スズキがホンダを抜き、プジョーがボルボを抜く!?

国内の年間販売台数のことである。10月までの普通車と軽自動車を合わせた国内販売台数で、スズキがホンダを抜いた。この数字は年間を通しても変わらないと見られることから、07年はおそらくマスコミ各社の表現も「国産3位メーカーはスズキ」と表記されることになる。まぁ、ホンダがお金の力にモノを言わせて、「小型車だけなら3位はホンダ」と認めさせられれば、マスコミもだまる可能性は否定できないが・・・。来年からの報道各社の姿勢をよく見ておこう。

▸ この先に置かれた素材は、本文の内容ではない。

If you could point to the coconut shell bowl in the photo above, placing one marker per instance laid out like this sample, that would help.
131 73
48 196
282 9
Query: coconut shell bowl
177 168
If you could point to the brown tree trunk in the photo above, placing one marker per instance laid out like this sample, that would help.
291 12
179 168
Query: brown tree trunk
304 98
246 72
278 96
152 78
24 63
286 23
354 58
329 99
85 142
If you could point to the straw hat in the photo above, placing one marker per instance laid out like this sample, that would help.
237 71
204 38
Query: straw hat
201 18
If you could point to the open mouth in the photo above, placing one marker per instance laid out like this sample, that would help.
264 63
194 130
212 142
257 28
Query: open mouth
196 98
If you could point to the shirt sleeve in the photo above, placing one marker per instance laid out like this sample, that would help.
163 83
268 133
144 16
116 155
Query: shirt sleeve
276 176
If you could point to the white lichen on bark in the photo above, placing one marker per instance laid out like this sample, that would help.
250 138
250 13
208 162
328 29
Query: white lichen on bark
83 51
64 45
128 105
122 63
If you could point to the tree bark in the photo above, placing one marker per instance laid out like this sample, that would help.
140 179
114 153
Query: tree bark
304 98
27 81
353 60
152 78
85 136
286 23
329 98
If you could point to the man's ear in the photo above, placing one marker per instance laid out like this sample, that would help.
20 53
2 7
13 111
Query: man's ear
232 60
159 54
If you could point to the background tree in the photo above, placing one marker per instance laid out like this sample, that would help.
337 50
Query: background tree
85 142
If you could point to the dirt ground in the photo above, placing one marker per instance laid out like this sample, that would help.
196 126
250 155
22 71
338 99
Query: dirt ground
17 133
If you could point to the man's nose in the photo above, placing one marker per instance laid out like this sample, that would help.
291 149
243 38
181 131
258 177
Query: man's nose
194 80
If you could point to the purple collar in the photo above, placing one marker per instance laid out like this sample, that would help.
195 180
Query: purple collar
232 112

一方で、「スズキvsダイハツ戦争」と表現される国内軽自動車シェア1位争いは、スズキの小型車販売好調の影響を受け、06年通期でダイハツがトップの座を奪取する可能性が濃厚となっている。「国内3位のスズキ」「軽ナンバーワンのダイハツ」と両社はそれぞれ「勲章」を手にすることになるのか。
国内輸入車販売市場である。06年度上半期(06年4月から9月)の輸入車登録台数は、首位のVWが2万5111台、以下メルセデス・ベンツ2万4770台、BMW2万3919台、BMWミニ7050台、アウディ6396台、ボルボ5529台、プジョー5261台の順(数字はJAIA調べ)。このうちボルボが前年比77.9%とずば抜けてシェアを落としている。このペースが下半期も続くようだと、ボルボが年度の累計登録台数で、「プジョーに逆転される」(業界事情通)のは確実な情勢だ。
さらにこの数字は「販売」台数ではなく「登録」台数である。賢明な本誌読者ならご承知のとおり、登録車がすべて消費者に渡っているわけではない。実際には、「流通在庫」の形で、販売会社の自社登録車が中古車として、流れている分が相当数ある。とくにボルボは、本誌が今年はじめから連載記事で指摘しているとおり、不具合問題や整備不良問題の顕在化による販売不振が深刻。「実需は登録台数の60%程度ではないか」(同)とも言われる。親会社のフォード社の経営不振ともあいまって、なんらかの抜本的対策が求められる。
本誌事情通によれば、インポーターであるPAGIについて、経営トップの更迭や、扱い車種ごとの卸業務の見直し、さらに日本人幹部従業員を中心とした大リストラなどが「間もなく具体化するのではないか」(PAGIの事情に詳しい人)ともささやかれ始めている。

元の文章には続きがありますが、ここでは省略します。